The federal government can occasionally be observed, through its reimbursement power for federally funded health insurance, attempting to incentivize generous scope of practice interpretation. The best example of this might be the ongoing battles over the Medicare state opt-in to the exemption allowing certified nurse anesthetists to work independently.
As for Massachusetts, I ask your patience. A future post will take a look at the primary care provider shortage. In the meantime, Massachusetts has a ferocious battle of its own raging over -- you guessed it -- dental therapists.
Posted by: Ann Marie Marciarille | Jan 23, 2013 9:10:15 PM
So Medicaid patients are or will be 20% of the population, and 20% of dentists reserve an average of 20% of their slots for Medicaid patients...
That means that 20% of kids will be scrambling for 20% of dentist patient slots...
In the immortal words of Brody in "Jaws": "You're gonna need a bigger boat" (of dental therapists, that is)...
Posted by: anon | Jan 23, 2013 9:10:06 PM
Good point. The data is sparse but the CDC estimates Medicaid participating dentists reserve, on average, 15-20% of their patient panel for Medicaid enrollees. The payor mix numbers tell us what you may have suspected: Medicaid pediatric dental eligibility is a license to hunt, nothing more.
Posted by: Ann Marie Marciarille | Jan 23, 2013 8:41:35 PM
Presumably the Medicaid-accepting dentists do not have caseloads made up of 100% Medicaid patients. Is there any information on how many slots for Medicaid patients there are at the offices of the 36000 dentists who do accept Medicaid?
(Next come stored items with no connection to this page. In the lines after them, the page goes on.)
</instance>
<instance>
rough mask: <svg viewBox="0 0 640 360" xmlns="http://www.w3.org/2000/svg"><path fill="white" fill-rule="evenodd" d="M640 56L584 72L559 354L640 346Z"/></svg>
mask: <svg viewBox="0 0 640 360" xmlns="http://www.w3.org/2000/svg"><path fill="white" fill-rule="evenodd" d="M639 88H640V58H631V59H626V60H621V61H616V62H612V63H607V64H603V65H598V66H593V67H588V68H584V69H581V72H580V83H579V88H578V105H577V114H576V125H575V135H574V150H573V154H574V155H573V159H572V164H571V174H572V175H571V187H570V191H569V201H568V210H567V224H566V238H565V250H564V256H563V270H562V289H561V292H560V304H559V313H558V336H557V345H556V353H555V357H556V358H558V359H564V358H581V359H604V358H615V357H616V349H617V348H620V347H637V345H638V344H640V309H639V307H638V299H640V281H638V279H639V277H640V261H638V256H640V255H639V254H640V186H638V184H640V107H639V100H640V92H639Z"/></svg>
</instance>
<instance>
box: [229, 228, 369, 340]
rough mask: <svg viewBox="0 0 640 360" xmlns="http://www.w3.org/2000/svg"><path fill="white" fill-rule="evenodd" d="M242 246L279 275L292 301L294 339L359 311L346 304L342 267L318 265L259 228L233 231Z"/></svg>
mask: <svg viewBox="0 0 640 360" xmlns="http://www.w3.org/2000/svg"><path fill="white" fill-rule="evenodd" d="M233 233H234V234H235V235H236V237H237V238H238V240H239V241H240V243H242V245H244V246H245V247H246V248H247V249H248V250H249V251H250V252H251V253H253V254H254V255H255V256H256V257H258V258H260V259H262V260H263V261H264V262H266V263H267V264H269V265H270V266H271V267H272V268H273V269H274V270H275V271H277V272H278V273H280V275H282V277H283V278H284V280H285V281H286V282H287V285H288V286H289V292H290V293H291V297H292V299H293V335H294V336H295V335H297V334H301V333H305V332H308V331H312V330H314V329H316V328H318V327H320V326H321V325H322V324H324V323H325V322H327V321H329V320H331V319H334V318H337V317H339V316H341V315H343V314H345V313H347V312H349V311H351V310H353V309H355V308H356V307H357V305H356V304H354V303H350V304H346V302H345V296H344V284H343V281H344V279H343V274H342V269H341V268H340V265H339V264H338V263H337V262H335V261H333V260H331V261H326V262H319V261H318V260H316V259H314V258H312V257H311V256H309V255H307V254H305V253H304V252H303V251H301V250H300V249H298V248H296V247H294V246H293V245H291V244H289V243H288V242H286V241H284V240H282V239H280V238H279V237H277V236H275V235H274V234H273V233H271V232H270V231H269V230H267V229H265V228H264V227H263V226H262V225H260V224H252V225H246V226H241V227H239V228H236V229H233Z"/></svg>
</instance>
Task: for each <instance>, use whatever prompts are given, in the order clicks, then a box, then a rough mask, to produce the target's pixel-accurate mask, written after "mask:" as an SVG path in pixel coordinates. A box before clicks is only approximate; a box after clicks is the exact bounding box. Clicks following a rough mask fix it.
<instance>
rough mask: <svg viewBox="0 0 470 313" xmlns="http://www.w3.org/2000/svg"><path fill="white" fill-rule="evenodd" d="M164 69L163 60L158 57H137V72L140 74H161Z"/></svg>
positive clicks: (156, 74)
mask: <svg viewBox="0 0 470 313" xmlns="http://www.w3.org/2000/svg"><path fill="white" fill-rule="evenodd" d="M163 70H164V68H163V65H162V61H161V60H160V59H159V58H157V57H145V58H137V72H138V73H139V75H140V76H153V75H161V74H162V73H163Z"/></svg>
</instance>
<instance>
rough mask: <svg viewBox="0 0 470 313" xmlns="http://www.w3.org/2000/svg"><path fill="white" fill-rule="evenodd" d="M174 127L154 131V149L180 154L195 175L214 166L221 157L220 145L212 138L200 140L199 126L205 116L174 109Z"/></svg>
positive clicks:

Posted by: anon | Jan 23, 2013 6:55:34 PM
It seems likely that the Affordable Care Act will be a success only if scope-of-practice regulations are heavily revised to allow much more of the practice of medicine to be done by people who do not have M.D. degrees. Massachusetts has been leading the rest of the country for about five years in this. What has happened to scope-of-practice regulations in Massachusetts that has kept the implementation of RomneyCare to lead to an explosion of medical costs, as demand from the newly-insured surges with limited supply?